The second section discusses possible responses to the threats presented in the previous section, starting from a set of questions: is there a market failure? Is the quality of information and pluralistic information a public good that is necessarily under-supplied in the digital environment? Or, is it only/mainly an issue of social and political choices that has a dimension that transcends economics/consumer welfare themes, and that requires instead to be dealt with under the categories of the fundamental rights of individuals, or the essential characteristics of democratic societies? Arguing that self-regulation cannot be considered a reliable or sufficient instrument, the section analyses other traditional public instruments of intervention and the role of competition law in the actual picture. This body of law is currently at the centre of a polarized debate between those that argue that the problems with GAFAM are not competition problems and competition authorities should therefore avoid intervening and those advocating for the abandonment of the consumer welfare standard and for a strong application of competition rules (Geradin 2018).

Possible responses are categorized into short-term (promoting transparency of political advertising), medium-term (working towards the evolution of competition law; devising a new institutional framework for the Internet) and long-term (investing on digital media literacy; empowering quality journalism) measures. In any case, a key message of the paper is that either by market forces or by public intervention, in the long term, it will become decisive the emergence of a new effective business model for professional journalism, since a new economic equilibrium of edited media is probably the key for reaffirming that watchdog role of journalism that remains essential for democracy.

Presentation is available here.

ABOUT THE AUTHOR

Pier Luigi Parcu is part-time Professor at the European University Institute (EUI) from 2010. He is currently Area Director of the FSR Communications & Media, Director of the Centre for Media Pluralism and Media Freedom and Director of the Florence Competition Programme in Law and Economics.

From 2004 he is the Chairman of a consultancy company specialized in antitrust and regulatory issues. From 2000 to 2003, he was CEO of the Independent System Operator running the Italian Electricity Grid (GRTN). From 1991 to 2000 he was the Director of Investigation at the Italian Competition Authority (AGCM) in charge of several regulated sectors. Previously, he served as Chief Economist at the Italian Security and Exchange Commission (CONSOB) and as Economist at the International Monetary Fund (IMF).

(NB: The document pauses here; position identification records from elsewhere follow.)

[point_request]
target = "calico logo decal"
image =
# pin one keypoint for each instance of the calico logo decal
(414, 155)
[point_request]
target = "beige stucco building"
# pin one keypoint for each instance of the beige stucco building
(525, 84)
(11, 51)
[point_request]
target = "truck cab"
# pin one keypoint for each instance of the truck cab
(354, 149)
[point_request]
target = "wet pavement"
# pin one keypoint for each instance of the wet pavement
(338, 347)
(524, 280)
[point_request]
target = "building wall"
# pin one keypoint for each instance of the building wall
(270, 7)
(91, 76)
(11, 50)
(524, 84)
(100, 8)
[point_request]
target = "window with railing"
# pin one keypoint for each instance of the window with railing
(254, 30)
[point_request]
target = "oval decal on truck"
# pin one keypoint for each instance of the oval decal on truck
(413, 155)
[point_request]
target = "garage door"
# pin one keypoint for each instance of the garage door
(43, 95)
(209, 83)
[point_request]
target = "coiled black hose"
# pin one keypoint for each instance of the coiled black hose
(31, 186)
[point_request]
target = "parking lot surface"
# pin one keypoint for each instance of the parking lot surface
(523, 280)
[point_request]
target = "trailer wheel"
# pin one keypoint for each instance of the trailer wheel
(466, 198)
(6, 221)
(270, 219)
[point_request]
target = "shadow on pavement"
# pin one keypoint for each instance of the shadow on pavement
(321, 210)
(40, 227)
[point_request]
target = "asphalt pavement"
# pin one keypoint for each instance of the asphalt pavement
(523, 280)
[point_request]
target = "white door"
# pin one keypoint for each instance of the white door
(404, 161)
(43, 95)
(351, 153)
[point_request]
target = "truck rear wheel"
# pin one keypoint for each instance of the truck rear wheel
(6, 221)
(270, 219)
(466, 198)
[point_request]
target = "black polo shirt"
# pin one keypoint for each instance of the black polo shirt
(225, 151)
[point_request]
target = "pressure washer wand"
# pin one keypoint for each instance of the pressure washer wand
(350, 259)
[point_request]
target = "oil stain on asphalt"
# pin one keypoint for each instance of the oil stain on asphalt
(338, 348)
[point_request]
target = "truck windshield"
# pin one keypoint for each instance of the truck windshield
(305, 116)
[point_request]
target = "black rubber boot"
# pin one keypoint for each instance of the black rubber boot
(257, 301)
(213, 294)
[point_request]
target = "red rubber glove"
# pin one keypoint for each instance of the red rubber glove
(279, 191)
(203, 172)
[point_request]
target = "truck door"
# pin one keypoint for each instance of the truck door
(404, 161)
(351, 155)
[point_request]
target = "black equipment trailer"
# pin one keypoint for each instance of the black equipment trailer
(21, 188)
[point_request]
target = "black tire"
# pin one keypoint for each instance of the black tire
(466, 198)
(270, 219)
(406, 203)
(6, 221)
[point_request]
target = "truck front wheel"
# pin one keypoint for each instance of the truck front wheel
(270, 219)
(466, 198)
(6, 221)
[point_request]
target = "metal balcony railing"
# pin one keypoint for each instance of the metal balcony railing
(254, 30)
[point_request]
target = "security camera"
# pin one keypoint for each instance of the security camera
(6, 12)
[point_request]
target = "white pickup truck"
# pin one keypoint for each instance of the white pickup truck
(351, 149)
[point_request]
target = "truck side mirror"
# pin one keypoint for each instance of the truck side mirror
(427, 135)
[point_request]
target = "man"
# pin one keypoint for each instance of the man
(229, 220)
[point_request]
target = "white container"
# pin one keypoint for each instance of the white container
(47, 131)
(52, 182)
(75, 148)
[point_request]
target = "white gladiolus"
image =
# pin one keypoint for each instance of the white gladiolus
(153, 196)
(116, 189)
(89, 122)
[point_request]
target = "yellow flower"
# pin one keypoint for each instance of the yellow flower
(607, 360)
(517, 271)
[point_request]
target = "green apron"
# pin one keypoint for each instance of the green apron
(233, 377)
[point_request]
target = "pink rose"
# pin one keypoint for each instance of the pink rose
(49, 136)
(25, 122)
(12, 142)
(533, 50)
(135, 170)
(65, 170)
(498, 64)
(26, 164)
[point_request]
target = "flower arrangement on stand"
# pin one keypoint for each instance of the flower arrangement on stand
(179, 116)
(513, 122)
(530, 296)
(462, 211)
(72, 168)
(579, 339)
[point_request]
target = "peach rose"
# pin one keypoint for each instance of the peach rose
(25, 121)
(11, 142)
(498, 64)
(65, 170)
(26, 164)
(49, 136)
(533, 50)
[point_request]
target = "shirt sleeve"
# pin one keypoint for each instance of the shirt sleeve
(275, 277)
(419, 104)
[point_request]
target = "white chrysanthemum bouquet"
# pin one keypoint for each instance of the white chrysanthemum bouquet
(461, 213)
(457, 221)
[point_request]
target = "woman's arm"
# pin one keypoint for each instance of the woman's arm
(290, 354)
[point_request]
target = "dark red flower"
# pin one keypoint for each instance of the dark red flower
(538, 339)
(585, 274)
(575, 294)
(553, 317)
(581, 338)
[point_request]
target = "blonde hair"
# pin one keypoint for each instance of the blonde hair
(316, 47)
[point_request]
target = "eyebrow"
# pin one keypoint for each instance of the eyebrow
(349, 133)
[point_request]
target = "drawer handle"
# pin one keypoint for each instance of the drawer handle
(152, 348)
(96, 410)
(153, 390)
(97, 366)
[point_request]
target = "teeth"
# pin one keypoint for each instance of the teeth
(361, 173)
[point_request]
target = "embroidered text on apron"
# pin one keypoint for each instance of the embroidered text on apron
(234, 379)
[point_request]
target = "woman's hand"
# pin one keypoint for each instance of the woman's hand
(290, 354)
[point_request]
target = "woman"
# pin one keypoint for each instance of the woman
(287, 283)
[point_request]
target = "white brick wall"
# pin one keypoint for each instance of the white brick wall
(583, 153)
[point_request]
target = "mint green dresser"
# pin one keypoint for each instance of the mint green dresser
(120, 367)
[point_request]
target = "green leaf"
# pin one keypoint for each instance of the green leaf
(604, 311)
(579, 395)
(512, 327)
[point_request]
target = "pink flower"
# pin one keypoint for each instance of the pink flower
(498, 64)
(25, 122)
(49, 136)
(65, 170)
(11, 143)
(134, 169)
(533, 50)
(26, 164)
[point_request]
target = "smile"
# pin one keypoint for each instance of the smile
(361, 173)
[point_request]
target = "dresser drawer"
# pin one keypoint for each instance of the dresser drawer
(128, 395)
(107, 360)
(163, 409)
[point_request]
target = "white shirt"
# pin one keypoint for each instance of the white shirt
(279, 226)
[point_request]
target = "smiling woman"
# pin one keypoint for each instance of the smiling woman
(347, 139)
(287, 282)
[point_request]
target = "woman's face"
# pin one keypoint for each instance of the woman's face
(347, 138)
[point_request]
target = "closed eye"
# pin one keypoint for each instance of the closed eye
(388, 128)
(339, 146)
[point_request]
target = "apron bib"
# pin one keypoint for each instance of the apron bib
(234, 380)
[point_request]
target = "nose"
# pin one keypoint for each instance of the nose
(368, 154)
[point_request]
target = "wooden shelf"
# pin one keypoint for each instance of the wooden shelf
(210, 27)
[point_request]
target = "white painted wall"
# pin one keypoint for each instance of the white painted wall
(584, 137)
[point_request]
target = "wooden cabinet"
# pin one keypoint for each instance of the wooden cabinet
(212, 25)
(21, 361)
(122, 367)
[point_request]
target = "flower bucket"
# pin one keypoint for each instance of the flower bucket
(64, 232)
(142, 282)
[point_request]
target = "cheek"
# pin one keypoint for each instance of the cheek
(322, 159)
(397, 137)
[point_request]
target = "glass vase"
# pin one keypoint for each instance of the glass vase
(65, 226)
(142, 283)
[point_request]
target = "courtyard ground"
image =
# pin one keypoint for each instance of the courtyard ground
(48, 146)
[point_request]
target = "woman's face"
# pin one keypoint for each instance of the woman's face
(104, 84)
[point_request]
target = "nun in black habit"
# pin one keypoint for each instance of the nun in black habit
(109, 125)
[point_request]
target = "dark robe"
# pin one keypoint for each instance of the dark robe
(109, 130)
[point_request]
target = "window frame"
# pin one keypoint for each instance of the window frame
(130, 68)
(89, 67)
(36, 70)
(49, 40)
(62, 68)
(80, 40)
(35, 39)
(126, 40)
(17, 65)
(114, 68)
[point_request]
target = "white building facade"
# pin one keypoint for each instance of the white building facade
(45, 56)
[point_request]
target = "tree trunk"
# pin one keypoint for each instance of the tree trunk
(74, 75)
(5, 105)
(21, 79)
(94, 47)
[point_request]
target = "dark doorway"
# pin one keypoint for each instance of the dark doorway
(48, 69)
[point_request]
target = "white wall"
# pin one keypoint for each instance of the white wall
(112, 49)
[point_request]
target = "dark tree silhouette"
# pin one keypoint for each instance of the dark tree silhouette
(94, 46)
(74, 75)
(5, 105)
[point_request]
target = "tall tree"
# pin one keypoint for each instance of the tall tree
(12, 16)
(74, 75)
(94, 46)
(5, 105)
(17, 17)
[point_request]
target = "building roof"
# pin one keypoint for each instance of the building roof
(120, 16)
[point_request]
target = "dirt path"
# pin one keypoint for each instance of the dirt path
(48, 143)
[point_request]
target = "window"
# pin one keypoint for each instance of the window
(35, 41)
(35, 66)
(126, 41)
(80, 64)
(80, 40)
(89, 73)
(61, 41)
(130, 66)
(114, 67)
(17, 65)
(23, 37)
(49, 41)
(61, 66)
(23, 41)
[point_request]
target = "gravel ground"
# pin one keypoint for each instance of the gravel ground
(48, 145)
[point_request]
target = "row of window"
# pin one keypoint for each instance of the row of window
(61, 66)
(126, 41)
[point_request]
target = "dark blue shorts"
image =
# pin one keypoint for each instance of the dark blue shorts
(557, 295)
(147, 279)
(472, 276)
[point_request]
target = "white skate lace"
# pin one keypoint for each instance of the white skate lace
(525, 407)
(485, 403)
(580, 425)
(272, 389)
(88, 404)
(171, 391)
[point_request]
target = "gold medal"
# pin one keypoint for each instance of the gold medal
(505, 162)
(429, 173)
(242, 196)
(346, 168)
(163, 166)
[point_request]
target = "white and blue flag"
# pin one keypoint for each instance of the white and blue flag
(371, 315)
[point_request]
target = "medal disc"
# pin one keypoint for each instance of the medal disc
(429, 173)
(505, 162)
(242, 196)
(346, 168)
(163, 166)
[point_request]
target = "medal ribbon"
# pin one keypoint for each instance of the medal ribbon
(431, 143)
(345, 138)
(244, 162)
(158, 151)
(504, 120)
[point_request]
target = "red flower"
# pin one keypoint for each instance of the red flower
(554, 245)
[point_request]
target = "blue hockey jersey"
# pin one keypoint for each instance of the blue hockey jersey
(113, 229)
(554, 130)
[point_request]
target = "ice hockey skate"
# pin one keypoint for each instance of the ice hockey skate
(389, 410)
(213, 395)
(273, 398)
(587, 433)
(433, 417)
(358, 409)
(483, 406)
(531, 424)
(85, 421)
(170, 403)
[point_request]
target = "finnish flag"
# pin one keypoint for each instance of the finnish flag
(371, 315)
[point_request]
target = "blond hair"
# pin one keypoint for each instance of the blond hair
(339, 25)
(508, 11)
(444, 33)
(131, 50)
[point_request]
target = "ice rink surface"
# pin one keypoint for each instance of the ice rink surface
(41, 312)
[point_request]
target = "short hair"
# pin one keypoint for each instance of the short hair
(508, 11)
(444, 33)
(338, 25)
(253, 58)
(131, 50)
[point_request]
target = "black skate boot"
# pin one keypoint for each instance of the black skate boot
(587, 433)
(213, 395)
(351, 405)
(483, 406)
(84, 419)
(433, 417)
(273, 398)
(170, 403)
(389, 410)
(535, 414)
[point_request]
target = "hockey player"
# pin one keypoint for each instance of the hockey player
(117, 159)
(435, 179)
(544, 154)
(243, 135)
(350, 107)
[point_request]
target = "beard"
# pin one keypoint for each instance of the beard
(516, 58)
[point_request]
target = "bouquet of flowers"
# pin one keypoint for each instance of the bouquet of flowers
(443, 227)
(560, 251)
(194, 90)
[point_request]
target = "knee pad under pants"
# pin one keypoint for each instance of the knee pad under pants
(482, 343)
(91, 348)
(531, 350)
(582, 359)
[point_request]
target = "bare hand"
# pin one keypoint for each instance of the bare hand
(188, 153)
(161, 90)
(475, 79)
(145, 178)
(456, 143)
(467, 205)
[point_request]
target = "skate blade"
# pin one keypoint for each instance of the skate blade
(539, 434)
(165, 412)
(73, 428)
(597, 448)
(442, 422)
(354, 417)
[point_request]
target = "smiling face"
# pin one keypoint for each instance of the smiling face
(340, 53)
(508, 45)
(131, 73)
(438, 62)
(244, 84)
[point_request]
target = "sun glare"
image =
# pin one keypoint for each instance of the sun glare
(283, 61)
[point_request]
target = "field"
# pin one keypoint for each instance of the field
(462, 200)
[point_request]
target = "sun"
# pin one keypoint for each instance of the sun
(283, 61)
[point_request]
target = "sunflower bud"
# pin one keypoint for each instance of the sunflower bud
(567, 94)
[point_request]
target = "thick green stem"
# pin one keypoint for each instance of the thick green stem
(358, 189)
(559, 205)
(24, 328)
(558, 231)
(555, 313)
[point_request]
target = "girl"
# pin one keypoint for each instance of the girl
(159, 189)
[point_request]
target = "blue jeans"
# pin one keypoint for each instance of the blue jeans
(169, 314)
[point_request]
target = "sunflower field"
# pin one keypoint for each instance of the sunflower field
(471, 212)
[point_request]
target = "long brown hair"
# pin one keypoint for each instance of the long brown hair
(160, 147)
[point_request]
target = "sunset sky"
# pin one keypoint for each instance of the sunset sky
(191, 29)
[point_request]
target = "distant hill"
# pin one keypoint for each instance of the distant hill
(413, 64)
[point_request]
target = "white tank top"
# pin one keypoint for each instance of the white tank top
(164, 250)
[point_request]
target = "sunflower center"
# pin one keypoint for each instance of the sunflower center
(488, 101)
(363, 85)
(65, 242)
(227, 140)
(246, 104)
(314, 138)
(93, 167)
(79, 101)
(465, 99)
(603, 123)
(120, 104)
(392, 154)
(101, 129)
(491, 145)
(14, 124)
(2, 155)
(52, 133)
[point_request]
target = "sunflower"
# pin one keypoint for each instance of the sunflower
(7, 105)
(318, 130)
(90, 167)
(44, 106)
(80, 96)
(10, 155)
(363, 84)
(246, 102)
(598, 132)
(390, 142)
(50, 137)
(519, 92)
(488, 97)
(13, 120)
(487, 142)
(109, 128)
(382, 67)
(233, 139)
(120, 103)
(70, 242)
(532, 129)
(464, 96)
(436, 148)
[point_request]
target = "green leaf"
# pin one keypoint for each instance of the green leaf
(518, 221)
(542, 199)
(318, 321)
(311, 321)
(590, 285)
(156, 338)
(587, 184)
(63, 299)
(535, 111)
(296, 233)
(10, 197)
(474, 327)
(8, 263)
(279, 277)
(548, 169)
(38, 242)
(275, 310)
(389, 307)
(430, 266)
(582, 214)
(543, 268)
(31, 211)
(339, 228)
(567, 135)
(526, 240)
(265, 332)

He holds a Ph.D. in Economics from the University of California at Los Angeles (UCLA). His research in the area of industrial organization and law and economics focuses on the interaction between regulation and antitrust in shaping firms’ behaviour. As regards research in the media and Internet areas, Professor Parcu’s interests focus on the effects of ownership concentration and internal governance of the media enterprise on pluralism and freedom of expression and on the influence on offline business models of new economic developments related to online platforms, smart cities and artificial intelligence.